A native of Detroit who graduated with a degree in mechanical engineering from the University of Michigan, he was quickly hired by Worthington and soon sent to Washington, where he remained for the balance of World War II. Then he was transferred to Canada and worked for John Inglis Corp., a licensee of Worthington.
In the mid-1950s, he returned to the United States for a short stint before relocating as sales manager of Worthington’s overseas operations headquartered in Madrid, Spain. He and his wife, the former Louise Manning, raised two daughters.
The family later moved to New Jersey and then to Orchard Park, where Mr. Pickert finished out his career with Worthington. He retired as a financial analyst in 1979.
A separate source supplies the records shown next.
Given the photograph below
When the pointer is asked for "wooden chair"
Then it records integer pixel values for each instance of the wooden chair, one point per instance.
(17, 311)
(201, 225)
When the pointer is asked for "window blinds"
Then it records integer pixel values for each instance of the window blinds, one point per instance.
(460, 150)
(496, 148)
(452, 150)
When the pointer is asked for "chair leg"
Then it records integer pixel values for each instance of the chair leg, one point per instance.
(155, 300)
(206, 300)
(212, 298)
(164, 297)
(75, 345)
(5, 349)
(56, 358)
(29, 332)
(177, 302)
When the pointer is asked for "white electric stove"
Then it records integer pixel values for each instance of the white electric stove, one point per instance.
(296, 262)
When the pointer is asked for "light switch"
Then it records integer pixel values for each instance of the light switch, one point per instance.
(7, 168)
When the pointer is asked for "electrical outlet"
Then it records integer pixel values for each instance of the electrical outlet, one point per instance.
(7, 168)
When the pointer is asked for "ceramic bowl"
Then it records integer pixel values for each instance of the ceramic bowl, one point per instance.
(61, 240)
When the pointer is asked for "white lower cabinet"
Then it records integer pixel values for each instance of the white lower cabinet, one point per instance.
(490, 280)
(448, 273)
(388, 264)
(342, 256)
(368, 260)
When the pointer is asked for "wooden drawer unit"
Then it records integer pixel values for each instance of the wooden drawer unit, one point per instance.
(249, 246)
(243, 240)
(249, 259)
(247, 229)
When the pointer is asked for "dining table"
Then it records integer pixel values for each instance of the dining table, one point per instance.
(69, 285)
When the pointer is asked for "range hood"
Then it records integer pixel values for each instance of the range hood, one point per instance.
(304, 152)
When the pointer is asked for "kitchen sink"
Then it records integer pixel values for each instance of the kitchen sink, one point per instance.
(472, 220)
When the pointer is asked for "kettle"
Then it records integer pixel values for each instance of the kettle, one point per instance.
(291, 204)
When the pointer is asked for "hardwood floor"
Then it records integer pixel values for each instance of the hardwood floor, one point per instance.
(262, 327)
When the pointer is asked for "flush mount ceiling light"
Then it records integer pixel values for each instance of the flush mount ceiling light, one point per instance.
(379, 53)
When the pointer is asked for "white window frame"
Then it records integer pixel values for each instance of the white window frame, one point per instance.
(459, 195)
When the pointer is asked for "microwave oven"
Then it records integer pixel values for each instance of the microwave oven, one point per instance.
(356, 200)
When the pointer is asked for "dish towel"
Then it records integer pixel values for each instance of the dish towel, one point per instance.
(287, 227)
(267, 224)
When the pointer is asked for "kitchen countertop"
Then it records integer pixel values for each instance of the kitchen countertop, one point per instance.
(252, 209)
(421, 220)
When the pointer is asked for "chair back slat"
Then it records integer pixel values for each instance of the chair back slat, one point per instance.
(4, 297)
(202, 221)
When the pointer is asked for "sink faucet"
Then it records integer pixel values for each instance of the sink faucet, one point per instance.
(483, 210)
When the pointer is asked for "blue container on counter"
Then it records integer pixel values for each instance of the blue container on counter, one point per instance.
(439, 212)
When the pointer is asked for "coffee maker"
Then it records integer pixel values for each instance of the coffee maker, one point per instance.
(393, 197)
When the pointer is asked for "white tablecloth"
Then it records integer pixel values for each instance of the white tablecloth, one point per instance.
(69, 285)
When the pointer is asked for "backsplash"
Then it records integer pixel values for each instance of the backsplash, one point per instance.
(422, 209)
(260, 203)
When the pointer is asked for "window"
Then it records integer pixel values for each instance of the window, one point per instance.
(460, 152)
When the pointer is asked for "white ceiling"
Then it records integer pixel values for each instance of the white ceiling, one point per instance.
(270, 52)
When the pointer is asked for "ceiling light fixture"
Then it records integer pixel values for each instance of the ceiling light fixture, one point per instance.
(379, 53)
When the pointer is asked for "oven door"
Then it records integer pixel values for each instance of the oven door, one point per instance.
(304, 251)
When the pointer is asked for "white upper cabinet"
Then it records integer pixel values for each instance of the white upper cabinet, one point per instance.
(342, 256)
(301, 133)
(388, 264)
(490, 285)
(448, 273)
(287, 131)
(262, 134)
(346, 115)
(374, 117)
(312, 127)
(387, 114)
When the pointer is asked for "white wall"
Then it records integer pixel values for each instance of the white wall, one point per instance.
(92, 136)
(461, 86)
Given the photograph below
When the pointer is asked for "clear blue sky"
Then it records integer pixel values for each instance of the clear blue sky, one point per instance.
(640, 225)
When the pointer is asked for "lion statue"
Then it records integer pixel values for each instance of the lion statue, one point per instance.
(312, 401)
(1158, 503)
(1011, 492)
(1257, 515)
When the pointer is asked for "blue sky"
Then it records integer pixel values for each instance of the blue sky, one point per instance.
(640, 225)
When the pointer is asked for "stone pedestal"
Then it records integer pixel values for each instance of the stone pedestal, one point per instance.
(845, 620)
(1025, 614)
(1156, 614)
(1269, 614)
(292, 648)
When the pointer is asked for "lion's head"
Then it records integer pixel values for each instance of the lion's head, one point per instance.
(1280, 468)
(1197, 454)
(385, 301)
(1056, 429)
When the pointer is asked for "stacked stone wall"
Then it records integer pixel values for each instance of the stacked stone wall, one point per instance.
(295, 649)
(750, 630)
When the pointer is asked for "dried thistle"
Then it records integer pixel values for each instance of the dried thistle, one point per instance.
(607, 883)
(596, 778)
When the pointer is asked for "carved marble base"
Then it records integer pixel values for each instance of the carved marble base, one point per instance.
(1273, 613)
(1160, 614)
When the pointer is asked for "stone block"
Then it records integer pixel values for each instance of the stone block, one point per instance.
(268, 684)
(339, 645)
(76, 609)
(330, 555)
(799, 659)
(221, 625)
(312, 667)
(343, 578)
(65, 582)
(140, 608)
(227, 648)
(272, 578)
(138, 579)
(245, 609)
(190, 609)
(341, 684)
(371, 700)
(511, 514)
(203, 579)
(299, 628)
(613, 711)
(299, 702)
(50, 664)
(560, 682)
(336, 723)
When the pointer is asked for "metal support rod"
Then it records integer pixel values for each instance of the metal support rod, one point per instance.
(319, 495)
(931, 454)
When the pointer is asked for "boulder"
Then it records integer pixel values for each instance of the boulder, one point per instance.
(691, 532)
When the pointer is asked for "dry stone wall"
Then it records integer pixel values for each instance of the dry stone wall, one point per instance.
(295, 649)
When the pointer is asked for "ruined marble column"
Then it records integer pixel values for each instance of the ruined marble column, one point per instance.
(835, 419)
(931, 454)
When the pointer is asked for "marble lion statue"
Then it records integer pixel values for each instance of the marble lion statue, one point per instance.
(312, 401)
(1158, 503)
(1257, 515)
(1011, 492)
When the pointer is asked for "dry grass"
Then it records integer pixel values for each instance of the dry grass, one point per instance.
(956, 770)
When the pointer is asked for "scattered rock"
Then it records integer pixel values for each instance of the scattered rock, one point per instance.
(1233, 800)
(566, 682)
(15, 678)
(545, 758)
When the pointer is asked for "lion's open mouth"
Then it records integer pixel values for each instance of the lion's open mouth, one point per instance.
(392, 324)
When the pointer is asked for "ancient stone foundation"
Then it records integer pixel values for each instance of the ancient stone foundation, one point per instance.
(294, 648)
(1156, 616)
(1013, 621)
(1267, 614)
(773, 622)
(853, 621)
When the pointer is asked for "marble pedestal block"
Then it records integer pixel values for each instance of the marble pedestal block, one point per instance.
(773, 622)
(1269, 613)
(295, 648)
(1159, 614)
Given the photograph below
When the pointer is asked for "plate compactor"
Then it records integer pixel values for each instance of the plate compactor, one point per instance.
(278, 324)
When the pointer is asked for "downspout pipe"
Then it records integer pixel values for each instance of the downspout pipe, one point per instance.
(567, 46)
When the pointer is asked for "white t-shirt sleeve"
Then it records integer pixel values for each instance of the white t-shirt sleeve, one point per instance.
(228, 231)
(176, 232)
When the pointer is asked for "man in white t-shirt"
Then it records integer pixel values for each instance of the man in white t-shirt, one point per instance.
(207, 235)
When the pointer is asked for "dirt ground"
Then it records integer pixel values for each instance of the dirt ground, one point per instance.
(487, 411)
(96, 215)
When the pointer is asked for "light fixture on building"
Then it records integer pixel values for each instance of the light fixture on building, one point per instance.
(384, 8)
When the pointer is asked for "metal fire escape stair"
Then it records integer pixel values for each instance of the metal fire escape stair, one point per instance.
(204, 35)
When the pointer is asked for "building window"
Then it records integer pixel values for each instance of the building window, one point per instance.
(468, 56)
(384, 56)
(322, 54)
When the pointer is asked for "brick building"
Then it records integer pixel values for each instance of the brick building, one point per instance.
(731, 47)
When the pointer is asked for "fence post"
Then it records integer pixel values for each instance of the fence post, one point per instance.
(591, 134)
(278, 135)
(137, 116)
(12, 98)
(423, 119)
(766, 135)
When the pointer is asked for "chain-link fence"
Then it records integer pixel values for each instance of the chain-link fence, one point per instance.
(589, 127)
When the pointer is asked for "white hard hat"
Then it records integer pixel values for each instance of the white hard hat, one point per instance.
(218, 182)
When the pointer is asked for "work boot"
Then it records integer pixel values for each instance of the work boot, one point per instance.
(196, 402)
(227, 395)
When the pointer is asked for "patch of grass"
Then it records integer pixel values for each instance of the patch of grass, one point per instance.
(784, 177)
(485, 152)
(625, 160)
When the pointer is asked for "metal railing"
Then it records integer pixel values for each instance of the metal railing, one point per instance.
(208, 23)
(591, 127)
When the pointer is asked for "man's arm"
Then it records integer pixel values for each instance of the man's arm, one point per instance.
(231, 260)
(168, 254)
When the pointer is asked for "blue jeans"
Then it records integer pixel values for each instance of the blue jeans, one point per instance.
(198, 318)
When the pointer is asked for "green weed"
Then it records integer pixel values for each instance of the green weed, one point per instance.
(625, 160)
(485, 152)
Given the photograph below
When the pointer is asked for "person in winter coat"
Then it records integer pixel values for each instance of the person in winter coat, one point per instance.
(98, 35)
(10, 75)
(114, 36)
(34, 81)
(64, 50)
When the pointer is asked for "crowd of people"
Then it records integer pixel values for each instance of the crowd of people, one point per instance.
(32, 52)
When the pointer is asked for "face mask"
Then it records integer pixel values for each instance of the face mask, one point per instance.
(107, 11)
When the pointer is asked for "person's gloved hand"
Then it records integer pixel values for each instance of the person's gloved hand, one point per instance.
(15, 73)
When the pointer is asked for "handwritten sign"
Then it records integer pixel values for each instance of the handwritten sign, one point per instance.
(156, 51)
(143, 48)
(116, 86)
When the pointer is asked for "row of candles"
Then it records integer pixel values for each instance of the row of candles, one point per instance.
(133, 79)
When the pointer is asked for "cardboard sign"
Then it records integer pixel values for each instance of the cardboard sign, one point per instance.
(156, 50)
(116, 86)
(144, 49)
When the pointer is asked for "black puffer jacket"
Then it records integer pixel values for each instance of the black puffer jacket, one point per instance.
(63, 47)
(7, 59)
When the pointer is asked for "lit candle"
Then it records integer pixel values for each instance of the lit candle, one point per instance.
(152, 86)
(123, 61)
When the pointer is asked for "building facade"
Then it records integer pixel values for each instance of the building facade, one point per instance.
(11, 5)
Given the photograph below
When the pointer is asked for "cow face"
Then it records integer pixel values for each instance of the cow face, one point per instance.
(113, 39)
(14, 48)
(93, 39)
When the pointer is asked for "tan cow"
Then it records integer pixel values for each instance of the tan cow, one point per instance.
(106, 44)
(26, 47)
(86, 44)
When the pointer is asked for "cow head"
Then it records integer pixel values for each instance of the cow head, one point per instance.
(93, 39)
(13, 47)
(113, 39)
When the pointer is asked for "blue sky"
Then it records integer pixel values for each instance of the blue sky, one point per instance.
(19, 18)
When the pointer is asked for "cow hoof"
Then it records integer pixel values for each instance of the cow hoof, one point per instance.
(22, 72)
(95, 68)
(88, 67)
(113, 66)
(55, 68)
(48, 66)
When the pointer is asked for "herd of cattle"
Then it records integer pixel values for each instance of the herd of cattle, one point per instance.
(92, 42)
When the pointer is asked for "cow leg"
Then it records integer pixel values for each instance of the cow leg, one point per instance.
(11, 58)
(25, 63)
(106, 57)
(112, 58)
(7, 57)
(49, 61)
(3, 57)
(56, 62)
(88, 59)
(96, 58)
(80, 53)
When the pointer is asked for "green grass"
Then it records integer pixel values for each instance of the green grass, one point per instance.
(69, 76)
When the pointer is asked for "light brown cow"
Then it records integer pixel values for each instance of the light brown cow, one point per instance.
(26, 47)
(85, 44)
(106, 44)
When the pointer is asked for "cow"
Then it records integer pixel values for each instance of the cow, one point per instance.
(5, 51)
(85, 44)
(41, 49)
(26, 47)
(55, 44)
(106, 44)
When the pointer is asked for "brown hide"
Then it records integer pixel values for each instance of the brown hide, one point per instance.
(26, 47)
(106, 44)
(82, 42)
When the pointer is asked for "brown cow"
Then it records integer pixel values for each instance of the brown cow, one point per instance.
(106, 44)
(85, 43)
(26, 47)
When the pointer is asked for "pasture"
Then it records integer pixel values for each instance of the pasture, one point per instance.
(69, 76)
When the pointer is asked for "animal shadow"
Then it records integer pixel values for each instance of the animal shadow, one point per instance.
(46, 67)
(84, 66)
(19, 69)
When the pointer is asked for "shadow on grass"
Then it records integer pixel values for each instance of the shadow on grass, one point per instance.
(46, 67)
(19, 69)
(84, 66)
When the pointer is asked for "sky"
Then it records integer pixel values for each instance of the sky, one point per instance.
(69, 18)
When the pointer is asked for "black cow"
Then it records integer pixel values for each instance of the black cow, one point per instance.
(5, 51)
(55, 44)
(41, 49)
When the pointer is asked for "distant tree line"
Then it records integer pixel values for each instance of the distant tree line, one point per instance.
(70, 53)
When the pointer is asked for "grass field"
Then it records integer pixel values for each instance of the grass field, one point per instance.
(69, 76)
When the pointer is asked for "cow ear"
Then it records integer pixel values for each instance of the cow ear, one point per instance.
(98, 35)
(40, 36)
Relatives said he kept busy throughout his long life with a number of hobbies, which included painting, repairing watches and old clocks, and woodworking. Even in the fiercest of winters, he and his wife, who died 1993, could be seen going out for evening walks during their time in East Aurora.
“My father was a true Renaissance man. Everything interested him. When he was 80 years old, he used three different computers. He was a devout Catholic and up until he was 95 years old, he went to Mass every Sunday,” Susan Yeskoot said.
Mr. Pickert is also survived by another daughter, Mary Mannion.
A Mass of Christian Burial will be offered at 10 a.m. Friday in SS. Peter & Paul Catholic Church, 66 E. Main St., Hamburg. Prayers will be said at 7 p.m. Thursday in Donald M. Demmerley Funeral Home, 21 Pierce Ave., Hamburg.